My guess is that they're transitioning towards D&D as a brand, rather than a single game. You can get D&D in board-game form now, in addition to the various (and up-coming) console and pc-based digital forms. If you look at the D&D forums, the char-op section is pretty active. Just like the constructed deck-builders section in the MtG forums. So, why not a deck-based form of D&D?

The core of D&D is a group of friends sitting around and imagining a fantasy setting. You can accomplish this on a board, with cards, with dice, or with minis. Try to do it all together, and you please no one. Split it up into different forms of that same core, and you might be able to build a whole industry out of that one core idea. Makes sense to me.

trollsmyth said...

Yep, board games, card games, novels, computer games...

I'm pretty much in complete agreement here. And I've said before, I won't be at all surprised if, when they release 5e, the books aren't treated as loss-leaders for the digital subscription service. So I see a lot to agree on with all of you here.

Wyatt: I believe Neverwinter has long been set aside as the preserve of computer games since at least the early '90s and the original Neverwinter Nights (on AOL, I believe). It getting even a splatbook is new.

That the cut books were big deals is both surprising and not. WotC's attempt to make all books "core" and overcome the dwindling sales spiral James mentions was never seen as really viable. I guess it's finally caught up to them.

I suspect 5e is going to be even more integrated, not just with the digital subscription products, but also with Anarkeith's broader brand products. James' "D&D, as a tabletop game anyway, will become an increasingly smaller part of their focus and offerings in the years to come" will result, I think, in two or three RPG books released a year, plus a boardgame or card game or two, plus whatever other supplements and toys look promising at the time.

Seriously, D&D as brand seems to be what grabs the attention of the folks with the money.
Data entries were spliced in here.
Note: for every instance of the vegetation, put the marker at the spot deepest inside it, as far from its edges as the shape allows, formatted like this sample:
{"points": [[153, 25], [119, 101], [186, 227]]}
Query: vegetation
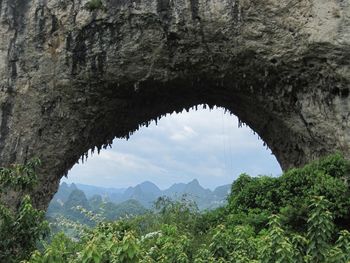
{"points": [[21, 229], [299, 217]]}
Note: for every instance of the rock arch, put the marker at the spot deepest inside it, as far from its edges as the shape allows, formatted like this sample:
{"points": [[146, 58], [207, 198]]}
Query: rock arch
{"points": [[73, 77]]}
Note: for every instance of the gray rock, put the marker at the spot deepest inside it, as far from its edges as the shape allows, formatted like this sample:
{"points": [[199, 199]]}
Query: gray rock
{"points": [[72, 79]]}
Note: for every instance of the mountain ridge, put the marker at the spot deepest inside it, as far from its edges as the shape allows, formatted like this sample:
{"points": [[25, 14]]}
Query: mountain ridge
{"points": [[147, 192]]}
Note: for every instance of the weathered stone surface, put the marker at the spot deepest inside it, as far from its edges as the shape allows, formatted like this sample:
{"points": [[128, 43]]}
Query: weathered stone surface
{"points": [[72, 79]]}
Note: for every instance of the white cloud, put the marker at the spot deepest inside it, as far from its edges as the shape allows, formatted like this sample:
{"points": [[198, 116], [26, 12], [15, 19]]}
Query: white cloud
{"points": [[203, 144]]}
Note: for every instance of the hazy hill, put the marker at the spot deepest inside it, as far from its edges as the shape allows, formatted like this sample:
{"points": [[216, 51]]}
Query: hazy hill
{"points": [[146, 193]]}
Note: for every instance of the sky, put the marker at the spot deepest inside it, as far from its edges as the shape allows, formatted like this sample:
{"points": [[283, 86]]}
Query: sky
{"points": [[205, 144]]}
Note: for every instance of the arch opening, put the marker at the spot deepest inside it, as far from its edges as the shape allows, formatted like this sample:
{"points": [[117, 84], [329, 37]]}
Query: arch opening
{"points": [[197, 153]]}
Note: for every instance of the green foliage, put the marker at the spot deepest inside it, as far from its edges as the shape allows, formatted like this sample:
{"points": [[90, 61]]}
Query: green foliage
{"points": [[21, 229], [94, 5], [259, 224]]}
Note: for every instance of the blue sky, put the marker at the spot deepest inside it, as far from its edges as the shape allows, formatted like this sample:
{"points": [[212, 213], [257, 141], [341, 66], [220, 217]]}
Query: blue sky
{"points": [[203, 144]]}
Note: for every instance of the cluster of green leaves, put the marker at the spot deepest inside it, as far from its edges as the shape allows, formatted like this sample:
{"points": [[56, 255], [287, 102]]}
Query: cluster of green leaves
{"points": [[254, 199], [20, 229], [121, 241]]}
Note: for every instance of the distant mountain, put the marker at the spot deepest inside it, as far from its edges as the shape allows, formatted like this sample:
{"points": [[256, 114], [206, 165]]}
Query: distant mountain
{"points": [[64, 191], [146, 193], [91, 190]]}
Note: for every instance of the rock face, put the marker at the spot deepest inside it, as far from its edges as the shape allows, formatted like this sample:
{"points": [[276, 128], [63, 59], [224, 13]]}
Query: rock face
{"points": [[75, 74]]}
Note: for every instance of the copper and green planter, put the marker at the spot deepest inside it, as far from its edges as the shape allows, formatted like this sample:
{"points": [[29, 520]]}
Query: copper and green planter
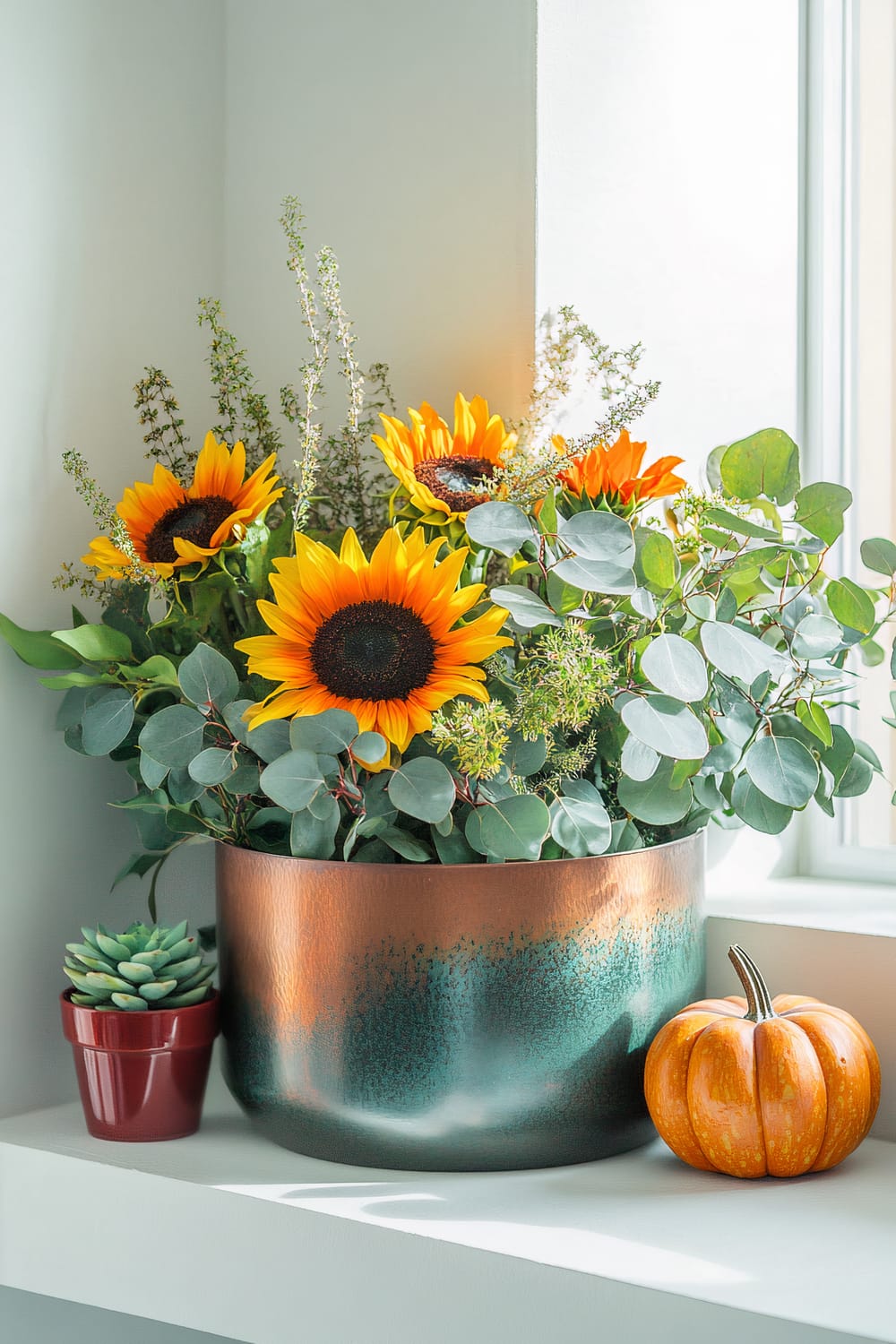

I'd not even be too terribly shocked if they licensed out the actual tabletop RPG part of the property for 5e.

redbeard said...

The amount of time the OSR blogsphere spends on WotC has always seemed odd to me.

Lately it is reminiscent of coldwar era Kremlinology; reading WotC press releases in ways similar to how the CIA guessed events in the Soviet Union based on the seating order of the old Politburo farts on Mayday.

Unlike this post, in many the similarity extends: predicting simultaneously both the imminent demise and all powerful corrupting influence of the evil empire. They're destroying our game but they're obviously going bankrupt!

Dr Rotwang said...

Wait a second...what is WotC?

Seriously, though -- to me, Wizards of the Coast has not been relevant to role-playing for...I dunno, a few years, now. OK, so they're the D&D IP holders. And D&D is synonymous with role-playing.

But does it have to be?

See, 'cause I don't care, period. Not only is there an OSR and a ton of retroclones to satisfy my (and, evidently, a lot of people's) FRPG jones, but there are also a ton of other great games out there that'll satisfy me, that I can play with my friends, and that I can drool over any time I want.

It's easy to think I'm just being flippant. Maybe I am. In the end, though, one thing stands: I no longer think of WotC as publishing D&D, but rather doing...I dunno, something else with it. I can't change it, so I let it go.

trollsmyth said...

Red: Yeah, I don't really see WotC as the enemy. I'm not a fan of 4e for my RPG needs, but I can enjoy it as a tactical minis game, and it scratches similar itches to Warhammer 40k and its ilk for me.

As Dr. Rotwang points out, they haven't really been relevant to how I game since they published The Book of Vile Darkness and even barely so then. But I do enjoy keeping up with what they big dogs in the industry are up to, if only to find cool art or neat ideas for inspiration.

Knightsky said...

Take it for what it's worth, but my local game shop owner is convinced that the miniatures line is being canceled not because they were unprofitable, but rather because Hasbro perceived that the line was a form of internal competition with the Heroscape games.

Word verification: hangrag - a strip of cloth enchanted to wrap around your neck and suffocate you when you're sleeping.

thekelvingreen said...

Haven't they also cancelled Heroscape?